Sounds like an interesting gal.

Winehole23
03-11-2011, 03:53 PM
Her books are good, too. Jane Jacobs deserves the iconoclast moniker -- neither of the major ideological camps knows quite what to do with her, even now.

Marcus Bryant
03-11-2011, 04:23 PM
In theory...you develop your own thoughts on the matters of the day instead of waiting for the memo from HQ.

Marcus Bryant
03-11-2011, 04:28 PM
We have been bestowed this splendid freedom of conscience, and we spend our time thinking and talking about shit.

Marcus Bryant
03-11-2011, 04:28 PM
In an interview in Azure magazine in 1997, Ms. Jacobs recounted her habit of carrying on imaginary conversations with Thomas Jefferson while running errands. When she could think of nothing more to tell Jefferson, she replaced him with Benjamin Franklin.

"Like Jefferson, he was interested in lofty things, but also in nitty-gritty, down-to-earth details," she said, "such as why the alley we were walking through wasn't paved, and who would pave it if it were paved. He was interested in everything, so he was a very satisfying companion."

Marcus Bryant
03-11-2011, 04:31 PM
While working fulltime, Ms. Jacobs attended Columbia University's School of General Studies for two years and took courses in geology, zoology, law, political science and economics.

Marcus Bryant
03-11-2011, 04:36 PM
In 1952, Ms. Jacobs got a job as an editor at Architectural Forum, where she stayed 10 years. This gave her a perch from which to observe urban renewal projects. In a visit to Philadelphia, she noticed that the streets of a project were deserted while an older, nearby street was crowded.

"So, I got very suspicious of this whole thing," she said in an interview with The Toronto Star in 1997. "I pointed that out to the designer, but it was absolutely uninteresting to him. How things worked didn't interest him.
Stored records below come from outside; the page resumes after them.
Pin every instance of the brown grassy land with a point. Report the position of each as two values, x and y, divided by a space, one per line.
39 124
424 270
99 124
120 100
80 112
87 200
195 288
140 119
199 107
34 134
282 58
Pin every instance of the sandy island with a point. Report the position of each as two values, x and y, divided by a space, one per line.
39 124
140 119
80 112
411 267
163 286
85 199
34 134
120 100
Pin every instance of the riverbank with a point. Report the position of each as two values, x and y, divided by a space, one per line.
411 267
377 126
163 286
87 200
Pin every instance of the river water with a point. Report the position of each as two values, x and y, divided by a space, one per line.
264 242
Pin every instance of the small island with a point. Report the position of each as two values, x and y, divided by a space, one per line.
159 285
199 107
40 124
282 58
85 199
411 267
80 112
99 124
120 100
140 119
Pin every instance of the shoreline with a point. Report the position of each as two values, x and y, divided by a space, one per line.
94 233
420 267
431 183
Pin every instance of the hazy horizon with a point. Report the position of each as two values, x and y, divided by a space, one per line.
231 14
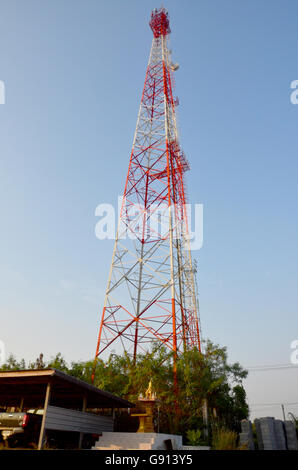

"He wasn't concerned about its attractiveness to people. His notion was totally esthetic, divorced from everything else."

Marcus Bryant
03-11-2011, 04:41 PM
The community must fit the design instead of the design fitting the community, if there's a design at all.

Marcus Bryant
03-11-2011, 04:58 PM
For such a 'free country' we're expected to fit into many things often.

RandomGuy
03-11-2011, 05:27 PM
Her books are good, too. Jane Jacobs deserves the iconoclast moniker -- neither of the major ideological camps knows quite what to do with her, even now.

Sounds like my kinda gal.

DarrinS
03-11-2011, 05:43 PM
I like that website, http://www.prosperity.com/

I like their system of ranking prosperity.


Take the US, for example (we rank 10th overall)

http://www.prosperity.com/country.aspx?id=US


Interestingly, we are ranked 1st in HEALTH.


You can compare the US vs. Norway (ranked 1st). We mostly differ in the category of "Safety and Security". Norway ranked 2nd, we ranked 25th.